Créée en 1992, l'ex-École internationale de design de Toulon (devenue Kedge Design Business School) propose un cursus en cinq ans sur l'innovation et le design thinking (avec obtention d'un titre designer certifié au RNCP) ainsi qu'un Master of Science (MSc) innovation & design thinking. La voici donc chargée d'irriguer l'ensemble des programmes en management du groupe en culture design.

L'"innovation Lab" verra aussi passer des élèves ingénieurs de l'Isen Toulon. "Cette pédagogie va permettre de former les ingénieurs de demain, des ingénieurs multifacettes", estime David Brun, le directeur du développement économique de l'école. "Cela permettra de confronter les étudiants ingénieurs à la réalité de l'entreprise et de travailler avec des étudiants designers et managers sur l'élaboration de projets de cocréation."

Du design thinking au design doing

L'Isen, le groupe Kedge, le conseil général du Var et TVT Innovation (des entrepreneurs de la région Paca) ont co-investi près d'un million d'euros pour créer cet espace collaboratif doté des derniers équipements permettant de passer du stade des concepts aux éléments tangibles. À disposition dans le "i-Lab", des salles d'activités créatives pour apprendre à maîtriser des outils dans un contexte professionnel : stations de travail avec PC arts graphiques, tablettes graphiques, mur d'image collaboratif. Et, bien sûr, un FabLab avec tout l'outillage pour passer au prototypage rapide : imprimantes et scanner 3D, découpe laser et vinyle, fraiseuse numérique, perceuses...

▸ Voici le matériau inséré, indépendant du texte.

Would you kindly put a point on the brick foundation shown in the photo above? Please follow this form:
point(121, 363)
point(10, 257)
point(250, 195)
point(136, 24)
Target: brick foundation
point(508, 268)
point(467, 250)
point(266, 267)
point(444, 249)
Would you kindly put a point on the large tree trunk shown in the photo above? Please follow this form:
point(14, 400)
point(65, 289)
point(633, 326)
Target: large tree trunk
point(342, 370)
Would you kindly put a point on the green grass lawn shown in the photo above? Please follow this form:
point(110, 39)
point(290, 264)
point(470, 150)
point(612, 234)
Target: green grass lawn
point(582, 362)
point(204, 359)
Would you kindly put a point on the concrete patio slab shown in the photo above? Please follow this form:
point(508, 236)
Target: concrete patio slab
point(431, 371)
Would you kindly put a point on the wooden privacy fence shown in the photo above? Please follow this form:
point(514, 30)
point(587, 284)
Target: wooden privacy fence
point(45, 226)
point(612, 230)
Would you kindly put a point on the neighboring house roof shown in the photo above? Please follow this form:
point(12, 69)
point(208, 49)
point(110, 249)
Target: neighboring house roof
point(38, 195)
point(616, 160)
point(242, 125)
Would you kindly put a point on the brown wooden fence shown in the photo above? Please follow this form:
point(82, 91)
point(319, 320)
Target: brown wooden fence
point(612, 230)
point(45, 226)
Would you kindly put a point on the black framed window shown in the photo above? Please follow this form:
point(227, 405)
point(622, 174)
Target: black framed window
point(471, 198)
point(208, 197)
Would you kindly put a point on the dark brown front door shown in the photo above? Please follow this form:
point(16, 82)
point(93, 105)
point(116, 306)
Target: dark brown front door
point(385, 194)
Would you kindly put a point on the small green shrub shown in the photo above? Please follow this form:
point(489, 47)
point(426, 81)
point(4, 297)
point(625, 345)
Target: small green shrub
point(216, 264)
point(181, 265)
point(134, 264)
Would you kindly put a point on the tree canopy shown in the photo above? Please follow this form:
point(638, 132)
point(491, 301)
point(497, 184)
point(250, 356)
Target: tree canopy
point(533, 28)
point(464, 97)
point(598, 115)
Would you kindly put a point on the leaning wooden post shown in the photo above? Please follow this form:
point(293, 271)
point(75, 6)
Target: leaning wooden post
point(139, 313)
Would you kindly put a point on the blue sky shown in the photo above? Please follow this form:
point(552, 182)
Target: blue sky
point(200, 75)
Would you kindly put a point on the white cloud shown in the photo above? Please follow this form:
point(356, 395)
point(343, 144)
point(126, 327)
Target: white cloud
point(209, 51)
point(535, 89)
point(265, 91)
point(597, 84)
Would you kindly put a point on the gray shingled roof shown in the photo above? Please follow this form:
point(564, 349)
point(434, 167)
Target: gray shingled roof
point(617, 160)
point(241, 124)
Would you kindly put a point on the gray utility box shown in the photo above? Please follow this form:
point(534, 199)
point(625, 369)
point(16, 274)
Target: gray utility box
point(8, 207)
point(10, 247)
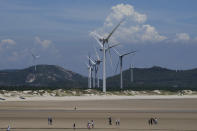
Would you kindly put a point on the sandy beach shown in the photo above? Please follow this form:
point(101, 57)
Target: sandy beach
point(178, 114)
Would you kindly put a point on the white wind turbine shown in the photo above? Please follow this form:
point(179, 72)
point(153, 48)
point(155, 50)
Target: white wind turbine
point(131, 70)
point(102, 42)
point(98, 61)
point(89, 75)
point(93, 64)
point(120, 60)
point(34, 58)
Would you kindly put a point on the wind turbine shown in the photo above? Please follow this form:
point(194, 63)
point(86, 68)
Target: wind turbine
point(98, 61)
point(34, 58)
point(93, 64)
point(120, 60)
point(131, 70)
point(89, 75)
point(102, 42)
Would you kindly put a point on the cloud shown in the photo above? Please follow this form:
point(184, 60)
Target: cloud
point(44, 43)
point(121, 11)
point(182, 37)
point(132, 30)
point(6, 43)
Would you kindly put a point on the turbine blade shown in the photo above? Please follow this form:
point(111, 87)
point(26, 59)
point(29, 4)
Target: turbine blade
point(97, 55)
point(116, 51)
point(113, 30)
point(128, 53)
point(113, 46)
point(98, 41)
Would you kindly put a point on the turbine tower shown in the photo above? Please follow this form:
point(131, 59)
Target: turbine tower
point(102, 42)
point(98, 61)
point(89, 75)
point(131, 70)
point(34, 59)
point(121, 61)
point(93, 64)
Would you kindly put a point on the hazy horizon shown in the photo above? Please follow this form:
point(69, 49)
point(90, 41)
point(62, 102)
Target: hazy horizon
point(163, 32)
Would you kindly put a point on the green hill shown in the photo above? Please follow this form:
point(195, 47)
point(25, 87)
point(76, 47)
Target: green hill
point(53, 77)
point(156, 78)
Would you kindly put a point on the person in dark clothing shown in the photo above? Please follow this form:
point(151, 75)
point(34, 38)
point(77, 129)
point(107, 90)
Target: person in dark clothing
point(110, 120)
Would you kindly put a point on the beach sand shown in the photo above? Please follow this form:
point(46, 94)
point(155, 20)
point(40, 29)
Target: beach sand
point(173, 114)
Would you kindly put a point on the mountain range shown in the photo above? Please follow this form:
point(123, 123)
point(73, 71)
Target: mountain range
point(53, 76)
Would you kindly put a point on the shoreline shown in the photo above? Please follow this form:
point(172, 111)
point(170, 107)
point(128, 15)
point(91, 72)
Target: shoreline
point(92, 98)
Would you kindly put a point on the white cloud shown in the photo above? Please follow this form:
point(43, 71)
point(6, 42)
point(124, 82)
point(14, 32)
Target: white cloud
point(133, 29)
point(121, 11)
point(43, 43)
point(182, 37)
point(6, 43)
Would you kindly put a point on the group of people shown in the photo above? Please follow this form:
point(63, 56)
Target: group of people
point(152, 121)
point(110, 121)
point(50, 121)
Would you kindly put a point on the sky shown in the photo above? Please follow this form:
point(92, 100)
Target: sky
point(163, 32)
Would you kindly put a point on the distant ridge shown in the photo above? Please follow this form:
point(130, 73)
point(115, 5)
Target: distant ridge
point(156, 78)
point(45, 75)
point(53, 77)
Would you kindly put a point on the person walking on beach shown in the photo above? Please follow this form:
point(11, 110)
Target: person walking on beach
point(48, 120)
point(88, 125)
point(8, 129)
point(118, 122)
point(74, 125)
point(110, 120)
point(92, 123)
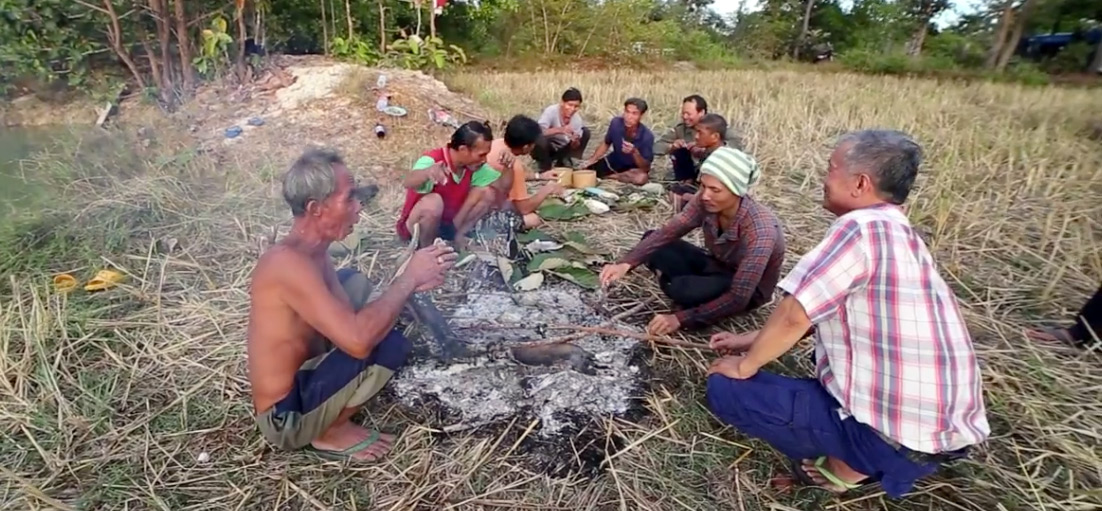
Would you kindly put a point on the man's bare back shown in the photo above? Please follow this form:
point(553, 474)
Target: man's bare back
point(316, 355)
point(279, 339)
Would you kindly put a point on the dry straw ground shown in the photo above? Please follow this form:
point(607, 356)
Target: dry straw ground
point(109, 400)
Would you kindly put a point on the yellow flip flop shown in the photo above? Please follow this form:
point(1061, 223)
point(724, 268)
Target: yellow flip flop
point(104, 280)
point(64, 283)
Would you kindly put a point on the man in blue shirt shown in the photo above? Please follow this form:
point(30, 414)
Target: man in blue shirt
point(628, 148)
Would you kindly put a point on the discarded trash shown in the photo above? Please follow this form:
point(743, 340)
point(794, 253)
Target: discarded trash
point(395, 110)
point(105, 279)
point(442, 117)
point(64, 283)
point(596, 206)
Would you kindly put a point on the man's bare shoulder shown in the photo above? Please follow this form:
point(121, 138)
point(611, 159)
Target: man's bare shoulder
point(279, 262)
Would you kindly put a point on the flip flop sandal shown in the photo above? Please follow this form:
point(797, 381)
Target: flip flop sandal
point(347, 453)
point(1058, 335)
point(104, 280)
point(64, 283)
point(797, 468)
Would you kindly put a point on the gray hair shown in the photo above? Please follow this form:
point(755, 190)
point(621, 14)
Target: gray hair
point(311, 177)
point(892, 159)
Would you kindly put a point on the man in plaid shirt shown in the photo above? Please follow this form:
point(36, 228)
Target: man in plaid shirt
point(898, 390)
point(744, 243)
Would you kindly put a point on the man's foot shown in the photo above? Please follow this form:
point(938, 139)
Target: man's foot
point(832, 475)
point(1054, 336)
point(353, 442)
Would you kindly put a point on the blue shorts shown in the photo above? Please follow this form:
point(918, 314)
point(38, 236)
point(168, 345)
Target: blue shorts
point(800, 419)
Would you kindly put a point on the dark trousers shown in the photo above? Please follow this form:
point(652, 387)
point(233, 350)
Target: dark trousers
point(1088, 321)
point(684, 166)
point(798, 417)
point(547, 154)
point(688, 274)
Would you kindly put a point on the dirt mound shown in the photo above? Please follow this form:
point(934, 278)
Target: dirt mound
point(331, 104)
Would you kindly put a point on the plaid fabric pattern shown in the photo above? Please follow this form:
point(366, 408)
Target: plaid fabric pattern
point(753, 247)
point(890, 344)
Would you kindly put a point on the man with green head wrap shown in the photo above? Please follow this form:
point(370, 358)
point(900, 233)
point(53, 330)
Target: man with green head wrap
point(739, 265)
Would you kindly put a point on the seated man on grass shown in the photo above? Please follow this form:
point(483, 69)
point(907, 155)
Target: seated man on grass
point(628, 148)
point(317, 351)
point(510, 182)
point(445, 196)
point(680, 143)
point(745, 243)
point(565, 136)
point(710, 133)
point(897, 391)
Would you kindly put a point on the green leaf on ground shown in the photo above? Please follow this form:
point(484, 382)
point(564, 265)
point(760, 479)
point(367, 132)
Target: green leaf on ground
point(559, 210)
point(533, 235)
point(550, 261)
point(581, 276)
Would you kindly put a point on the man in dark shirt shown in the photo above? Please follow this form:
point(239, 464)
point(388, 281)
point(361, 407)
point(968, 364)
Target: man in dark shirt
point(628, 148)
point(745, 249)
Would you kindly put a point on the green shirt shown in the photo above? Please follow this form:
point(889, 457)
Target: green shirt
point(484, 176)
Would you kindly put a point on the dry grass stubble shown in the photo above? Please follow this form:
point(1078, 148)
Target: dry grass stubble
point(108, 401)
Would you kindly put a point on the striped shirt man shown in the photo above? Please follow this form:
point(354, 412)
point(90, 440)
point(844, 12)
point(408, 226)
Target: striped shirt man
point(890, 344)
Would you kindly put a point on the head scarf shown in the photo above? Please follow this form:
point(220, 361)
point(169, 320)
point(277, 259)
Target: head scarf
point(736, 170)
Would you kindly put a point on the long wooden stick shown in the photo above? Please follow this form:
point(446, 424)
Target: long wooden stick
point(647, 337)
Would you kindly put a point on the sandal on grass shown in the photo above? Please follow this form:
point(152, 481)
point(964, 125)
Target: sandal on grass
point(342, 455)
point(820, 464)
point(1051, 335)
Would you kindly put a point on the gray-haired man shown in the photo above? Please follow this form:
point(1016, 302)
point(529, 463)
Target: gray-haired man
point(317, 351)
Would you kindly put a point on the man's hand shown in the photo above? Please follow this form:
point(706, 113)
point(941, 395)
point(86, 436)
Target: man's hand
point(732, 367)
point(436, 174)
point(429, 265)
point(552, 187)
point(613, 272)
point(663, 324)
point(730, 343)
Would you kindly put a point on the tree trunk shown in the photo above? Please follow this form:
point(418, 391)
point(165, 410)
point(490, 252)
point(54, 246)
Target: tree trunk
point(1097, 62)
point(918, 39)
point(325, 31)
point(1012, 43)
point(382, 29)
point(185, 45)
point(240, 41)
point(348, 17)
point(432, 19)
point(1001, 34)
point(803, 30)
point(159, 8)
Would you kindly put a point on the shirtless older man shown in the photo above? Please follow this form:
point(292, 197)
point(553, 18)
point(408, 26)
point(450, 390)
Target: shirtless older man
point(317, 350)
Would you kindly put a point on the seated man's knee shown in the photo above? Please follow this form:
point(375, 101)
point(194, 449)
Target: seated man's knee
point(724, 398)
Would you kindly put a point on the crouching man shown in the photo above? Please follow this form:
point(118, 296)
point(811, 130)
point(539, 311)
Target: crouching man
point(897, 390)
point(317, 350)
point(445, 193)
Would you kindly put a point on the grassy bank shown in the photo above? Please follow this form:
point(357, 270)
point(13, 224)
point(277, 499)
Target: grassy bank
point(110, 399)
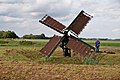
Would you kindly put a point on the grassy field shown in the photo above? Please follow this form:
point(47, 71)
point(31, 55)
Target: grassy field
point(19, 60)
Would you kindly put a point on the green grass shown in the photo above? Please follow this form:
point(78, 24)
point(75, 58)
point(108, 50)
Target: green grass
point(28, 50)
point(22, 62)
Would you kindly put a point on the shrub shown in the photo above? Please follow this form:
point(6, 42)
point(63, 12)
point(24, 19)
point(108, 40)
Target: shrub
point(3, 42)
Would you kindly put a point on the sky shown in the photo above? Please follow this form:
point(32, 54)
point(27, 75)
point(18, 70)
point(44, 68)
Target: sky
point(22, 16)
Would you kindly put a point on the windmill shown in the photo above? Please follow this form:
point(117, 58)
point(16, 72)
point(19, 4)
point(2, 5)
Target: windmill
point(67, 42)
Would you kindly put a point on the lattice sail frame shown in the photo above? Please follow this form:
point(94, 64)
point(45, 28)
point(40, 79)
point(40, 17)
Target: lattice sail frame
point(75, 27)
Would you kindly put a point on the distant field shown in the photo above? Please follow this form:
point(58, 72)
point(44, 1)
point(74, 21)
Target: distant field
point(19, 60)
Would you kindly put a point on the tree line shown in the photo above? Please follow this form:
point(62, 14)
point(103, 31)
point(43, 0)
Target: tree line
point(12, 34)
point(8, 34)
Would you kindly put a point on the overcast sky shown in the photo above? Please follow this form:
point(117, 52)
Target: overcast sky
point(22, 16)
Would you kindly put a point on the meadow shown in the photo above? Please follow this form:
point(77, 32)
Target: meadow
point(20, 60)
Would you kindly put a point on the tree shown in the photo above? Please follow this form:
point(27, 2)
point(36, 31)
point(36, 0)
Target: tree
point(8, 34)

Kedge design school, l'école de design du groupe Kedge a Toulon

L'i-Lab pousse les étudiants à matérialiser vite leur concept d'innovation, quitte à le "tuer" si le projet fait fausse route

"La pédagogie de l'iLab consiste à donner aux étudiants une obligation de résultat pour qu'ils infléchissent leurs représentations et passent à la réalisation", explique Hervé Casiglia. Pour y parvenir, trois principes majeurs sont à l'œuvre : expliquer aux étudiants les process, les faire travailler ensemble, entre futurs ingénieurs, managers et designers, en mode projet, et enfin leur imposer une "deadline" : "Nous leur demandons d'aller vite, il s'agit de produire une innovation et son prototype en 15 jours", poursuit le directeur de l'école de design. Une pression qui doit pousser les étudiants à matérialiser vite leur concept d'innovation, quitte à le "tuer" si le projet fait fausse route. Une logique "à l'américaine", selon le responsable : jouer à fond la carte du numérique, se mettre derrière l'outil de production, et foncer !

Le design thinking version toulonnaise doit déboucher rapidement sur le "design doing". Plus qu'un mode de pensée pour "accoucher" de concepts d'innovation, il doit se concrétiser dans des réalisations : prototype ou scénarios d'usage. C'est ce que réclament les entreprises aux écoles : pour répondre aux nouveaux enjeux de compétitivité, il leur faut des salariés de profils divers, capables d'imaginer ensemble les produits et services de demain. Et de les réaliser puis de les emmener sur le marché, vite, toujours plus vite.